Lab 4: Conformal Prediction and Uncertainty Calibration

Lab 4: Conformal Prediction and Uncertainty Calibration#

Related chapters: Ch. 15 (Conformal Prediction and Uncertainty Calibration)

This lab shows how to wrap risk-classifier outputs with a conformal prediction layer, turning Chapter 15 concepts — nonconformity scores, prediction sets, coverage — into executable code.

Design#

  • quantile() — calibration threshold \(\hat{q}\) from nonconformity scores

  • build_prediction_set() — build a prediction set given \(\hat{q}\)

  • empirical_coverage() — empirical coverage on a test stream

  • main — calibration set, test set, sets, and coverage printout

Key concepts#

  1. Uncertainty calibration

  2. Conformal prediction

  3. Nonconformity scores: \(s = 1 - p(y \mid x)\)

  4. Prediction sets

  5. Coverage guarantees vs. empirical coverage

  6. Risk-level classification outputs

How to run#

python lab4_conformal_prediction.py

Source code#

import math
from typing import List, Sequence, Tuple


def quantile(scores: Sequence[float], alpha: float) -> float:
    ordered = sorted(scores)
    n = len(ordered)
    index = math.ceil((n + 1) * (1 - alpha)) - 1
    index = max(0, min(index, n - 1))
    return ordered[index]


def build_prediction_set(probabilities: Sequence[float], threshold: float) -> List[int]:
    return [cls for cls, p in enumerate(probabilities) if (1 - p) <= threshold]


def empirical_coverage(prediction_sets: Sequence[List[int]], labels: Sequence[int]) -> float:
    covered = sum(int(label in prediction_set) for prediction_set, label in zip(prediction_sets, labels))
    return covered / len(labels)


if __name__ == "__main__":
    alpha = 0.1

    calibration_data: List[Tuple[int, float]] = [
        (0, 0.92),
        (1, 0.76),
        (2, 0.63),
        (1, 0.84),
        (0, 0.80),
        (2, 0.58),
        (1, 0.70),
        (0, 0.87),
        (2, 0.66),
        (1, 0.62),
    ]
    calibration_scores = [1 - prob for _, prob in calibration_data]
    qhat = quantile(calibration_scores, alpha)

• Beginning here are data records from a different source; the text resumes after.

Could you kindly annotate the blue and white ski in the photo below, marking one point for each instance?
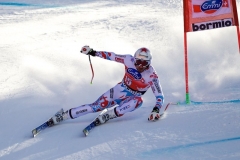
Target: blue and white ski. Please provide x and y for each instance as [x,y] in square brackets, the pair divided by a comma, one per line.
[48,123]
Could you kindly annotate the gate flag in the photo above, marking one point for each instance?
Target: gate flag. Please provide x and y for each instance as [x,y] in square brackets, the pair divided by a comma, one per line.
[209,14]
[200,15]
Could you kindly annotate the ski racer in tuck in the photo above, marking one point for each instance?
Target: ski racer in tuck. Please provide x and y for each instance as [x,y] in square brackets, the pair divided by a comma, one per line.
[125,96]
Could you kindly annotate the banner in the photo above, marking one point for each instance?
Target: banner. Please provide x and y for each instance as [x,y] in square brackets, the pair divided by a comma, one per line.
[202,15]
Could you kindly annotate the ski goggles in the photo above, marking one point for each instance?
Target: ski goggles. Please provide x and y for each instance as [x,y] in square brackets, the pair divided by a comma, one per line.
[142,62]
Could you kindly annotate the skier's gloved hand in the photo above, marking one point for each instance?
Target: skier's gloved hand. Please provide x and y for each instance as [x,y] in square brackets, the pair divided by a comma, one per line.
[88,51]
[154,114]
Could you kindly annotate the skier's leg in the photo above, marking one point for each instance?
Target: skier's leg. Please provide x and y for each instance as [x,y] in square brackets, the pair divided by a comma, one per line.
[128,105]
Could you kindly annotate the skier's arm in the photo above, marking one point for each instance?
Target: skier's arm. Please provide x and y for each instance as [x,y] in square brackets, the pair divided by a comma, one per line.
[157,91]
[103,54]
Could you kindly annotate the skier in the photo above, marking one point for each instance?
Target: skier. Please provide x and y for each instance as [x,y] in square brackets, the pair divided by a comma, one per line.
[126,95]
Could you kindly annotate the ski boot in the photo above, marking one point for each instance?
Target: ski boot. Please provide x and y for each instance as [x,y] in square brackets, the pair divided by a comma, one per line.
[105,116]
[59,117]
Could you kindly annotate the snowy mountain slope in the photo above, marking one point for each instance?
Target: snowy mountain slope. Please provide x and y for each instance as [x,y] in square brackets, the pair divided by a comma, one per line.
[42,70]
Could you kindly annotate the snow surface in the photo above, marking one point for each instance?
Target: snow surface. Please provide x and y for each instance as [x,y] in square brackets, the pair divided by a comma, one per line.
[42,71]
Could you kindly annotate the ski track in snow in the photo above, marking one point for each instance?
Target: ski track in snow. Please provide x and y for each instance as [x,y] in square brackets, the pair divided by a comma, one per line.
[42,70]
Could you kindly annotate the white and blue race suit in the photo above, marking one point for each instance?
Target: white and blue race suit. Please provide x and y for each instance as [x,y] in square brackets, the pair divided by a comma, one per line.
[127,93]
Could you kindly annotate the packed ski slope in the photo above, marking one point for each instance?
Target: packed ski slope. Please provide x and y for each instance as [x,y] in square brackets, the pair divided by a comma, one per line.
[42,71]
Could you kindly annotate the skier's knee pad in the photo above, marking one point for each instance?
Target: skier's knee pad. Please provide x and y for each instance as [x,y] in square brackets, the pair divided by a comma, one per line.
[129,105]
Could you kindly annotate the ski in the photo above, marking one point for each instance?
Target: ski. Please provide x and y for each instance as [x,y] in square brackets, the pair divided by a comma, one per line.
[93,124]
[48,123]
[162,113]
[165,109]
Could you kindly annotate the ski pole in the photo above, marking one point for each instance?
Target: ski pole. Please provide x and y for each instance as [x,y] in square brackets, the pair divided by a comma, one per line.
[91,68]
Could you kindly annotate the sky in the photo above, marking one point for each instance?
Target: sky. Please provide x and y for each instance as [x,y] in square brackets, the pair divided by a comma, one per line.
[42,71]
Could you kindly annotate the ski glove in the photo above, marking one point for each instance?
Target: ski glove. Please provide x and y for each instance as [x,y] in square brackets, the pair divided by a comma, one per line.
[88,51]
[154,114]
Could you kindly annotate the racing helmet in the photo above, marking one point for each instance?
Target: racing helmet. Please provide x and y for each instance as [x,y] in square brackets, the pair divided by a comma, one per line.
[143,56]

    test_probabilities = [
        [0.79, 0.18, 0.03],
        [0.20, 0.51, 0.29],
        [0.16, 0.24, 0.60],
        [0.35, 0.38, 0.27],
        [0.09, 0.41, 0.50],
    ]
    test_labels = [0, 1, 2, 1, 2]

    prediction_sets = [build_prediction_set(probs, qhat) for probs in test_probabilities]
    coverage = empirical_coverage(prediction_sets, test_labels)

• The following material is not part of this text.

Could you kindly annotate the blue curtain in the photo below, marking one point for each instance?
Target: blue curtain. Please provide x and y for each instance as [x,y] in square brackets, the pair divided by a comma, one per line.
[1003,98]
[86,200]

    print("=== Conformal prediction demo ===")
    print(f"alpha = {alpha}")
    print(f"qhat  = {qhat:.3f}")
    print()
    for i, (probs, pred_set, label) in enumerate(zip(test_probabilities, prediction_sets, test_labels), start=1):
        print(
            f"sample_{i}: probs={probs}, prediction_set={pred_set}, "
            f"label={label}, covered={label in pred_set}"
        )
    print()
    print(f"Empirical coverage = {coverage:.3f}")